Le varie sfaccettature del carattere e della professionalità di Carlo Venini emergono dagli interventi affettuosi (ma non solo) di Gabriella Buizza, seconda moglie del “Coach” e già atleta della Pro Sesto come Giuliana Cassani, Alessandro Ravaglioli e Chiara Veronesi. Sergio Giuntini, celebrato storico dell’atletica leggera, ha raccontato l’epopea del “Gösta Hollander italiano”, affascinato dal guru del fartlek. Erminio Piccinelli, prima atleta e poi medico, come Rudy Tavana, hanno aggiunto elementi di vibrante interesse così come Mauro Pascolini e Albino Portini, che hanno contribuito ad ampliare la conoscenza su Venini e sui rapporti con l’establishment dell’atletica leggera.

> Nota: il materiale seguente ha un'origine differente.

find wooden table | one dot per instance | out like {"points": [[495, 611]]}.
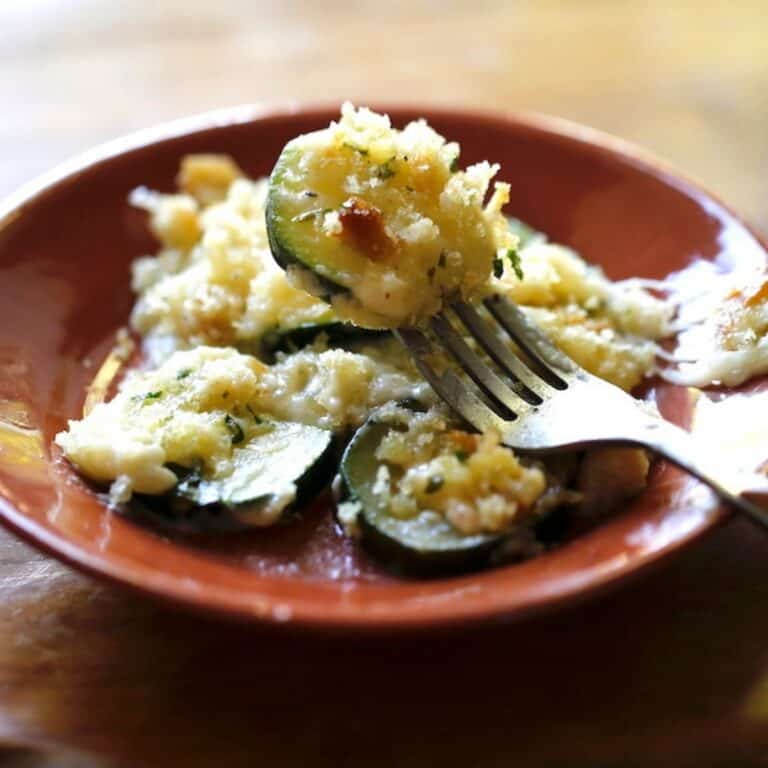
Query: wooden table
{"points": [[672, 670]]}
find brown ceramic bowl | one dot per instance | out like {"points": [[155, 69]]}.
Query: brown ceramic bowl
{"points": [[66, 243]]}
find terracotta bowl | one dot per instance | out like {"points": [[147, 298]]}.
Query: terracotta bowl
{"points": [[66, 243]]}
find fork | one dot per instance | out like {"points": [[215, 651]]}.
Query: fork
{"points": [[548, 402]]}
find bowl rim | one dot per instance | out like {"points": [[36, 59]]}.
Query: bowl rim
{"points": [[303, 613]]}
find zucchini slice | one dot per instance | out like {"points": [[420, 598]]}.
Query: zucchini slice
{"points": [[273, 475], [338, 334], [381, 222], [425, 545]]}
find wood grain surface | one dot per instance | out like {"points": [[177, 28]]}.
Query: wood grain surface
{"points": [[671, 670]]}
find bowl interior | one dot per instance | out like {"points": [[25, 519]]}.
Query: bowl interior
{"points": [[65, 251]]}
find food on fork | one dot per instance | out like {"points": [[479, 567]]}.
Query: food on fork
{"points": [[250, 384]]}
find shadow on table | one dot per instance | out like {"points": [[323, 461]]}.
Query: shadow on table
{"points": [[666, 671]]}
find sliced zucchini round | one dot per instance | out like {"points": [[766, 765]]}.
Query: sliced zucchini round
{"points": [[273, 475], [425, 545], [525, 233], [380, 221], [337, 333]]}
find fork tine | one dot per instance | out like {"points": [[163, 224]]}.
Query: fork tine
{"points": [[531, 340], [488, 382], [532, 387], [449, 386]]}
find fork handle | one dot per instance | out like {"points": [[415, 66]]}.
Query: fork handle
{"points": [[730, 484]]}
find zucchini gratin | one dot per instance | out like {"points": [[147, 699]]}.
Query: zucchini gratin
{"points": [[268, 367]]}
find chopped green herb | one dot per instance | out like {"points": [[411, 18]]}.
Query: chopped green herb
{"points": [[307, 215], [235, 429], [255, 416], [434, 484], [385, 170], [514, 260], [355, 148]]}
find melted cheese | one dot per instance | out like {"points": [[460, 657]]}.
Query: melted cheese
{"points": [[186, 411], [724, 327], [385, 214], [472, 481], [182, 413]]}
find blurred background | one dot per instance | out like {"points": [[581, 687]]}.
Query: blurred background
{"points": [[91, 671], [687, 78]]}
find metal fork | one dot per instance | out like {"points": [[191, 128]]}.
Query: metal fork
{"points": [[548, 403]]}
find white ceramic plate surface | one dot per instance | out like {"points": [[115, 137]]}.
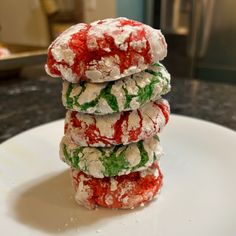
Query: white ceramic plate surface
{"points": [[198, 196]]}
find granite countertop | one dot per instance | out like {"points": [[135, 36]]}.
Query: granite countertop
{"points": [[28, 102]]}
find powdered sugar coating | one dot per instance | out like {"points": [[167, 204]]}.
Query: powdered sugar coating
{"points": [[125, 94], [131, 191], [117, 128], [111, 161], [105, 50]]}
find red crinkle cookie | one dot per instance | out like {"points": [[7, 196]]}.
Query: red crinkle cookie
{"points": [[126, 191], [117, 128], [105, 50]]}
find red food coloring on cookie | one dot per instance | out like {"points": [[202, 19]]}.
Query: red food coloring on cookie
{"points": [[131, 190]]}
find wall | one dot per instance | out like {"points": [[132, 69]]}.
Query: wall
{"points": [[23, 22]]}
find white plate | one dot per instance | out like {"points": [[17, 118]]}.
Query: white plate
{"points": [[198, 197]]}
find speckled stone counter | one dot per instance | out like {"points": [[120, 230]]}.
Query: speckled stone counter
{"points": [[28, 102]]}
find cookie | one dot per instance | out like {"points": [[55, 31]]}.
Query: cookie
{"points": [[126, 191], [117, 128], [103, 162], [104, 50], [126, 94]]}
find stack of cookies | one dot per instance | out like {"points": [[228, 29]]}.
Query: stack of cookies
{"points": [[112, 88]]}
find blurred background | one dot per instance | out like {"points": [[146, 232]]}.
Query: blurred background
{"points": [[201, 34]]}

Dulcis in fundo (ma l’ho riservato volutamente in coda per estrarre dagli antichi gorghi della memoria un episodio personale) l’intervento di Adolfo Rotta, attuale presidente della Pro Sesto, l’uomo che ha rilevato dal “Coach” il bastoncino della staffetta dirigenziale. Adolfo è stato un atleta-emblema della Pirelli prima di seguire la scia di Venini e mi piace ricordare l’occasione di una gara (siamo nel maggio 1960!) coincisa con il mio debutto sulla pista in carbonella dell’Arena, la mia prima gara fuori dai confini provinciali mantovani. Semifinale dei 1500, dunque, del campionato regionale lombardo juniores: tre batterie, i primi quattro di ogni batteria in finale. Adolfo Rotta vince la prima batteria, io arrivo secondo nella volata battendo però Massimo Begnis, futuro primatista italiano dei 3000 siepi, e Giulio Salamina, azzurrino della stessa specialità. Mi sento un leone e in finale “bracco” Adolfo puntando ingenuamente a prendergli le misure per…vincere la volata finale. Illusione. Vengo stroncato su un ritmo per me insostenibile e corro…in salita gli ultimi 300 metri. Non vince Adolfo Rotta, tuttavia, ma Cobelli, suo compagno di squadra nella Pirelli, che gestisce la gara in maniera tatticamente perfetta seminando nel finale la compagnia. Io finisco nono, deluso ma capace di memorizzare successivamente i miei limiti: buon finisseur nelle batterie (mi sono capitati dei testa a testa con Della Minola, Frassi, Bargnani…) ma mai in grado di reggere il doppio impegno in finale. Piccola storia personale tornata a galla – nostalgia di quei tempi! – quando Roberto Venini mi ha girato il puntuale intervento affettuosamente rievocativo di Adolfo Rotta. Il mio amore per la corsa riemerge tuttavia nella postfazione di “Coach Carlo” nel ricordo di ciò che Carlo Venini ha rappresentato per i ragazzi della mia generazione.